Oh, Jim, I didn’t mean that I thought there was a problem here. I meant something like the Goodman worry that what’s atomic and what’s complex can be inverted, as in grue/bleen cases. The solution above works because our language treats the evidence I cited as a conjunction, so what I was wondering is if one could come up with a case for a language where the same kind of case would occur with respect to a claim that was atomic for that language. Not that I have such a case; I was just wondering out loud…

11. To give credit where credit is due: I first learned about the problem I mentioned to Jon in a paper by Michael Huemer. I just tracked down the cite for the paper: “The Problem of Defeasible Justification”, Erkenntnis 54 (2001): 375-97. It’s a very nice paper.

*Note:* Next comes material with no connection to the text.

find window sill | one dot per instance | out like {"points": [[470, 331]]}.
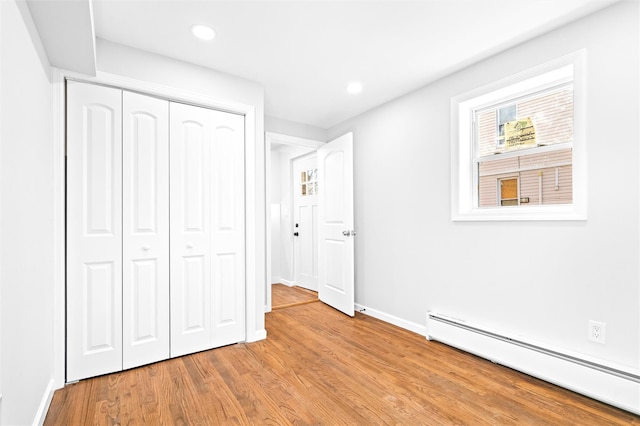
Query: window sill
{"points": [[521, 214]]}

12. Jon, Branden, and Matt,

I think I gave you a bum steer. Although there are elements of the irrelevant conjunction problem in the problem posed by Matt (from Michael Huemer), that’s not the best way to look at it. It turn out to be a really interesting problem — and it has a very cool Bayesian solution. Formally it’s a bit complicated to spell out, but only a bit. Once you see it, intuitively it makes really good sense, I think.

Now that I’ve wetted your appetites, I’m going to leave you hanging.
I’ll write it up in the next few days, and then post it as a new thread. I hope that’s OK, Jon.

13. Jim, that’s great; I love to see posts by others, and it’s very good for the continuing development of the blog. It’s an important issue, too, since the problem is strongly connected with explaining how our ordinary evidence justifies us in believing that we are not in a demon world, or a brain in a vat.